Nos Morts
Aujourd’hui beau papa s’est éteint. Même si mon chemin n’a pas croisé le sien, puisqu’homonyme était resté tout le temps planqué dans son placard non confortable, mes pensées vont vers lui et vers son fils, pour lequel je ressens une infinie tristesse.
Quand bien même les cancers nous préparent par leurs évolutions insidieuses, ces retournements de situations perpétuels et cruels, ces surprises de bons augures qui laissent supposer des guérisons miraculeuses et invitent contre toute attente des morts saugrenues et sans concession aucune, le décès arrive toujours trop tôt et avec lui, toutes ces larmes, tout ce pathos, toutes ces pensées qui se perdent en toute heure, accrochent des souvenirs comme exhumés des limbes du passé – bourreaux lumineux qui vous plongent dans l’abîme. La vie sans eux ne sera plus jamais la même. Ce fantôme, dessiné dans l’ombre des souvenirs, imprimé dans le fil incertain des jours, nous accompagne à jamais, lors même que la vie continue car, au fond, que peut-elle faire d’autre ?

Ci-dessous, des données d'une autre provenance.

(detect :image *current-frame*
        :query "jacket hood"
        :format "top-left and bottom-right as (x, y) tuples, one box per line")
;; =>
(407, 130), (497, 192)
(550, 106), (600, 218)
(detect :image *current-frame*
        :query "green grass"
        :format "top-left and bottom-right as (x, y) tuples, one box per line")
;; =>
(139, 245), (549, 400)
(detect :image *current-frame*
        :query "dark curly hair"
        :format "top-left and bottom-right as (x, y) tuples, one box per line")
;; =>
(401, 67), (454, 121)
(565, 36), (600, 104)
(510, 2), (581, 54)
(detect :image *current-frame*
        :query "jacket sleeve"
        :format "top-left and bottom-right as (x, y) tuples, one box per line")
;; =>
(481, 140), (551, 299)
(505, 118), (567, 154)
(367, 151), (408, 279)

L’année passée, à la même époque, à un jour près, homonyme avait perdu sa mère d’une crise cardiaque fulgurante – toutes les crises cardiaques le sont, quoi qu’il en soit, frappant souvent comme un aveugle sur un champ de bataille. Pas une trace dans ce journal, ni même l’ombre d’une évocation. Je me souviens avoir été froid, lointain, distant : cette perte immense évoquait la mienne, elle aurait pu être douloureuse. Avec une fermeté sans doute un peu cruelle et non sans honte, je ne me suis pas autorisé cette piqûre de rappel, quitte à passer pour insensible. Ma nature est telle que je montre peu mes sentiments, dissimule parfaitement mes peurs et mes angoisses qui, consignés dans mon corps, finissent toujours par investir l’écriture dans une équivalence plus saine mais plus informelle qu’une thérapie.

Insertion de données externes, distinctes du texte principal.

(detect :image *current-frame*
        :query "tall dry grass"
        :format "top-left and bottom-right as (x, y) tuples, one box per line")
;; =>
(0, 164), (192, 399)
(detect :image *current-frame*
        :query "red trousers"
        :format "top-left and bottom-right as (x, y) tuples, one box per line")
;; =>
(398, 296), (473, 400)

Alors oui, je l’avais accompagné dans les Pyrénées mais le cœur n’y était pas, Je n’étais qu’une présence physique, non émotionnelle, une sorte de touriste qui regardait la montagne, ne pensais pas à la morte fraîchement enterrée, malgré la tristesse, parce que cette morte, une belle maman avec laquelle je me serais sans doute bien entendue, ressuscitait ma mère qu’il me plairait de rejoindre et qui m’appelle parfois dans le sein capiteux des rêves.
Le jour de sa mort, malgré la douleur et l’incompréhension, je suis allé travailler comme si de rien n’était, totalement perdu, comme un enfant un peu somnambule qui, échappé de sa chambre, s’en va dehors pour une longue promenade et, en bordure du réveil, ne retrouve plus sa maison. Cette maison, je ne l’ai jamais retrouvé même si, depuis plusieurs mois, elle semble apparaître dans le lointain, floue mais lumineuse dans un paysage oppressant.
C’est étrange de constater que nos parents sont morts de la même chose : un cancer pour ma mère et son père, une crise cardiaque pour sa mère et mon père. Les miens (quoique je réfute cette idée pour mon père qui n’était pas une belle personne) sont morts beaucoup plus jeunes : suis-je le prochain sur la liste ?
J’aimerais maintenant connaître l’Agenda de la mort, poser mes yeux dessus, pour savoir quand il partira, quand je partirais, quand nous partirons, à défaut de connaître cette destination dont je me fais une idée de plus en plus précise et qui ne m’effraie pas le moins du monde. Ce qui échappe à l’homme est terrible et ce qui est terrible, fatal, finit toujours par le rattraper : nul besoin de fuir, il faut (se) réaliser.
310714.1
Oh, les garçons qui restent dans le placard. Cela nous fait un autre point commun, Bro’ ;). C’est très curieux, ce schéma de morts croisé. On peut se demander si le destin ne se joue pas de vous (et de nous tous).
En te lisant, je me rappelle que tu as raison : la vie ne sert, entre autre, qu’à apprivoiser l’idée qu’un jour on va la quitter.